I'm studying abstract algebra, and I'm confused in quotients and polynomials.

The exercise that I feel confused was this;

Let $E$ be an extension field of a field $F$ and let $\alpha\in E$ be transcendental over $F$. Show that every element of $F(\alpha)$ that is not in $F$ is also transcendental over $F$.

(A First Course in Abstract Algebra, Exercise 33 in Section 29)

I'm trying to prove using contradiction supposing $\beta\in F(\alpha)\setminus F$ and $f(\beta) = 0$.

When seeing a solution, I cannot understand a statement that "Since $\beta\in F(\alpha)$, $\beta$ can be expressed as a quotient of polynomials in $\alpha$ with coefficient in $F$."

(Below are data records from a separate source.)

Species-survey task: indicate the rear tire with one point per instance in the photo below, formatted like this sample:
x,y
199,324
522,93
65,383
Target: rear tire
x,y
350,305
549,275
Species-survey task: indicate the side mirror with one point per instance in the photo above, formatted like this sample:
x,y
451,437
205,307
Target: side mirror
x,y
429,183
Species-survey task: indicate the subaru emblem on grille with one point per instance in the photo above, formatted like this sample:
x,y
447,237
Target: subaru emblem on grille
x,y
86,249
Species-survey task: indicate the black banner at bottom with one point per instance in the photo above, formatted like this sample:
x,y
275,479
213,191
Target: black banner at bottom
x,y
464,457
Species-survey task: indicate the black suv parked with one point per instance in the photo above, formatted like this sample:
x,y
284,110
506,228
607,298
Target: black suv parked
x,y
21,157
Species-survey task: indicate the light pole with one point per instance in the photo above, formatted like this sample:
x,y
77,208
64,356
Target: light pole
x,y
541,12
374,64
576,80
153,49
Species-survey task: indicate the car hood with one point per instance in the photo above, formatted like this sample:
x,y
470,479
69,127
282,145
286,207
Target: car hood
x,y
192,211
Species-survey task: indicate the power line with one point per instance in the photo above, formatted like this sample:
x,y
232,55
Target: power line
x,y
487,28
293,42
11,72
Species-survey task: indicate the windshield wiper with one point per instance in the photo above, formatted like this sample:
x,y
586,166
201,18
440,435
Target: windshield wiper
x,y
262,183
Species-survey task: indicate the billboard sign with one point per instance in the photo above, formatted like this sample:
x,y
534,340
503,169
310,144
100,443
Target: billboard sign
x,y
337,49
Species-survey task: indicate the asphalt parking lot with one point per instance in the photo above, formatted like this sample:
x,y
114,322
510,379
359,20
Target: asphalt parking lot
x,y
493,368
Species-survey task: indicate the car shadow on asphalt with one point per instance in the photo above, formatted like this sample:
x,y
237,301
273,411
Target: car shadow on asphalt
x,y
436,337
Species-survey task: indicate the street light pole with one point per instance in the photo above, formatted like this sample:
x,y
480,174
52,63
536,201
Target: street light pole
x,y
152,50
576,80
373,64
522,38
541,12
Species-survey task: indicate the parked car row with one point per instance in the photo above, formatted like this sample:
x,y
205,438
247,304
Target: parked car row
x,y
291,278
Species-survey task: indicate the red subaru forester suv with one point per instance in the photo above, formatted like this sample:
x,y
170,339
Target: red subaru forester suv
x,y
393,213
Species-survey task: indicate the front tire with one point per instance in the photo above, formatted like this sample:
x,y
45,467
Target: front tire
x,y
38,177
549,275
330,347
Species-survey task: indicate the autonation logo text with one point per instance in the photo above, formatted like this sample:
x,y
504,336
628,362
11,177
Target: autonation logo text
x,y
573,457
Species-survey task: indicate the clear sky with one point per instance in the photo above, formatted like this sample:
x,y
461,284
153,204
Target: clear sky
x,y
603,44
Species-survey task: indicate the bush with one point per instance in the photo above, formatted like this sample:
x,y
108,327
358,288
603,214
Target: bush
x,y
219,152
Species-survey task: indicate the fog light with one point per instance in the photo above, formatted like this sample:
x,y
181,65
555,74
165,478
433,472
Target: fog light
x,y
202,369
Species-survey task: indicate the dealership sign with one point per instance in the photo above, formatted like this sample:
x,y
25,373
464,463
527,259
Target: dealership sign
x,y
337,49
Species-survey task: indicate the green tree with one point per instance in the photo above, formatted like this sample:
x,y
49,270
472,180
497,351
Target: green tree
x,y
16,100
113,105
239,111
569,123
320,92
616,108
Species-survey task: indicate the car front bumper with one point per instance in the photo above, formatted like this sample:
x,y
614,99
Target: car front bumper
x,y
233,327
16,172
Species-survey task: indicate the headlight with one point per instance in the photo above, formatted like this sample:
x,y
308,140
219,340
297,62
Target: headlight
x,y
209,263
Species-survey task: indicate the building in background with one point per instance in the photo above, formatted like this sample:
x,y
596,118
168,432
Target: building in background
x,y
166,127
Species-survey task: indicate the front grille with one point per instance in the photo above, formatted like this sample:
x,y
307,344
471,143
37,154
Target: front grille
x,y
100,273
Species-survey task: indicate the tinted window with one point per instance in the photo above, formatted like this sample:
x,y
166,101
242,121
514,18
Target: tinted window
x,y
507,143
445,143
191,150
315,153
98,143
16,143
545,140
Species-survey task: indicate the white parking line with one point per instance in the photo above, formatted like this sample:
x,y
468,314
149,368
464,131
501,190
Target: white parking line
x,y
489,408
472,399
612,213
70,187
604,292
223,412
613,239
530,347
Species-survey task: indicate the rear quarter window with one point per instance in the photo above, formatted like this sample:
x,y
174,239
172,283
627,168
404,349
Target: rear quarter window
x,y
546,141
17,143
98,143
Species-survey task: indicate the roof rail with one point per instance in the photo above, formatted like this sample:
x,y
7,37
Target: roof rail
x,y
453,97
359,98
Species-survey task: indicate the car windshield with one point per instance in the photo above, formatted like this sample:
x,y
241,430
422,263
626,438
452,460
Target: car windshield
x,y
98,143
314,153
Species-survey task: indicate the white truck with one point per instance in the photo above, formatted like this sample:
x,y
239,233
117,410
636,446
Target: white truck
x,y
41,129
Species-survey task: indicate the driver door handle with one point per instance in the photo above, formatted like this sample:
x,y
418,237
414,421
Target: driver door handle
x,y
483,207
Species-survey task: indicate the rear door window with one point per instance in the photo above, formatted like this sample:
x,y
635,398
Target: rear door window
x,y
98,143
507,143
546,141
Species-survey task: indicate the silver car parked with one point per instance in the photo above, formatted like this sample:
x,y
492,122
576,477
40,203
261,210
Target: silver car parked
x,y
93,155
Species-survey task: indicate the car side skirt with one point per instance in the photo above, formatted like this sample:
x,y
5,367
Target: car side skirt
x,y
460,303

Later processes are clear for me, but that statement doesn't make sense.

Could you help me?

Answer 1

Elements of $F(\alpha)$ have an explicit form. They can be written as rational functions of alpha (quotients of polynomials) with coefficients in $F$. If such a rational expression satisfies a polynomial equation, derive that so does $\alpha$ itself.

Answer 2

The statement you mention is simply the fact that $F(\alpha) \cong F(X)$, the field of rational functions in one variable, because $\alpha$ is transcendental over $F$.

To make things concrete, take $F=\mathbb Q$ and $\alpha=\pi$.